# mein erstes video - "game over"



## scavanger (19. Dezember 2001)

hi leute,

musste von der schule aus einen kleinen kurzfilm drehen, der erste teil von diesem film haben wir jetzt am samstag gedreht. könnt ihn euch ja mal ansehen, hab ihn mit making of auf meinen webspace hochgeladen.

http://www.christiangrail.de/video

bin mal auf eure kritik gespannt

christian grail


----------



## Neuk (19. Dezember 2001)

Es ist schon etwas schwierig hinter den Sinn zu kommen... Mich würde mal interessieren zu welchen Thema du das drehen musstest ???

Ansonsten nix besonderes, aber auch net grottenschlecht (sauber und klar)


----------



## scavanger (20. Dezember 2001)

das video hat bis jetzt noch keinen sinn, da der hauptdarsteller erst auf dem weg nach hause ist. 
dort angekommen istalliert er das spiel und fängt an zu spielen. wie schon im video erwähnt hat das spiel 200 levels die man mit einem leben durchschaffen muss. 
er sitzt dran, die zeit vergeht und spielt und spielt und spielt. irgendwann nach vielen stunden kommt seine freundinn rein und befiehlt ihm ins bett zu kommen. er macht es aber nicht und spielt weiter.
als er im letzten level angekommen ist, bei dem letzten endgegner mit dem letzten bischen energie verliehrt er.
er ärgert sich darüber so und da er ja sowieso schon gewalttätig ist, holt er einem hammer und zerschlägt seinen monitor. (konnte 2 alte monitore auftreiben, falls der es bei dem ersten nicht klappt)

das ist bis jetzt das ende von diesem film. dieser teil wird aber erst in ein paar wochen gedreht. 

so stay tuned.

christian grail


----------



## DjDee (20. Dezember 2001)

lol!
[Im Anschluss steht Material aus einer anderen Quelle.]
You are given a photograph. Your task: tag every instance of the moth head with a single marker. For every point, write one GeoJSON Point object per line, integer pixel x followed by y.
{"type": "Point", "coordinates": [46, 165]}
WTF?!


----------



## scavanger (20. Dezember 2001)

was ist denn wtf


----------



## Psyclic (20. Dezember 2001)

What The Fuck


----------



## Neuk (20. Dezember 2001)

is euer erster film ???

manchmal sind diese sinnlos filme wirklich lustig... leider basieren sie oft auf insider gags ...


----------



## scavanger (20. Dezember 2001)

das ist der erste film und sogar mit ausgeliehenen kameras und stativ.

noch eine andere frage wie setzt ihr eure filme ins netz (format und so)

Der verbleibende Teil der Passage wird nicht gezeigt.